Operational Verification of VMware Private AI Foundation with NVIDIA

After you complete the implementation of the Private AI Ready Infrastructure for VMware Cloud Foundation validated solution and VMware Private AI Foundation with NVIDIA, you perform common operations on the environment, such as examining the operational state of the NVAIE components added to the environment during the implementation.

Verify the operational state of the NVIDIA AI Enterprise (NVAIE) Kubernetes Operators and host components by checking their state and health status.

Validate that the NVAIE components are properly functioning and ready for GPU-enabled workloads running on top of VMware Cloud Foundation.

Prerequisites

Install the vSphere kubectl plug-in to connect to the Supervisor as a vCenter Single Sign-On user. See Download and Install the Kubernetes CLI Tools for vSphere.
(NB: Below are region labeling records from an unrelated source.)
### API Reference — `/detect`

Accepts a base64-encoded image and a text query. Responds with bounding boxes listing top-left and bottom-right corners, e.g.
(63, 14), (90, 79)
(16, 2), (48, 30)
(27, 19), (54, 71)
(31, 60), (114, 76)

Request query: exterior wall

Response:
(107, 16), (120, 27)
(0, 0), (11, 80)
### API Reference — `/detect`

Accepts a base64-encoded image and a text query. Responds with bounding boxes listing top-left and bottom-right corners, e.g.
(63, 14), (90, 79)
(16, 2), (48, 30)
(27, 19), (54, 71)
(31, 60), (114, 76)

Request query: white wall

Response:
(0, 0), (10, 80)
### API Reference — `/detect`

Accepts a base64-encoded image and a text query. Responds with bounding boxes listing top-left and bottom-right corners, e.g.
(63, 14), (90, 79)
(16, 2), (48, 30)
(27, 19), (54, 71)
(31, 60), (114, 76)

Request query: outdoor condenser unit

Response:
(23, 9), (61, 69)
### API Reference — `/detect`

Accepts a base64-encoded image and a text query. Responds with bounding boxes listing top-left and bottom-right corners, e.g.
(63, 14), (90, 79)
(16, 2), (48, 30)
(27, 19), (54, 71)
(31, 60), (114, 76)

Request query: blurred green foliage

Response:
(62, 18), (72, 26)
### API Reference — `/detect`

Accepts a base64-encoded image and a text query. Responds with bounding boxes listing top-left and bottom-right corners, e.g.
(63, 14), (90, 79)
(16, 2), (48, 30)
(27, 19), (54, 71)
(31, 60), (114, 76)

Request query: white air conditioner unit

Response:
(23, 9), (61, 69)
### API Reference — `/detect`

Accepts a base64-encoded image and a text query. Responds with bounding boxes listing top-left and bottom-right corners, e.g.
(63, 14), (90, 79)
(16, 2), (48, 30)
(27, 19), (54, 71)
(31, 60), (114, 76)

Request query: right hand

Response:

Verify the Status of the ESXi Host Components for Private AI Ready Infrastructure for VMware Cloud Foundation

Verify the operational state of the ESXi host by checking its state and health status.


Expected Outcomes
The ESXi host has access to the NVIDIA System Management Interface (nvidia-smi).

Procedure

Enable SSH on the ESXi host.
For instructions, see Enable Access to the ESXi Shell.
Log to the ESXi server as root over SSH.
Run the nvidia-smi command.

Verify the Status of the GPU Operator for Private AI Ready Infrastructure for VMware Cloud Foundation

Verify the operational state of the NVIDIA GPU Operator by checking its state and health status.


Expected Outcomes
All GPU Operator pods have a `Running` status. All GPU Operator pods have a `Ready` status. The GPU Operator License returns a `Licensed` status.

Procedure

kubectl vsphere login --server Supervisor_cluster_IP_address --vsphere-username Supervisor cluster administrator --insecure-skip-tls-verify

Verify that the GPU Operator pods have a Running status by running the command.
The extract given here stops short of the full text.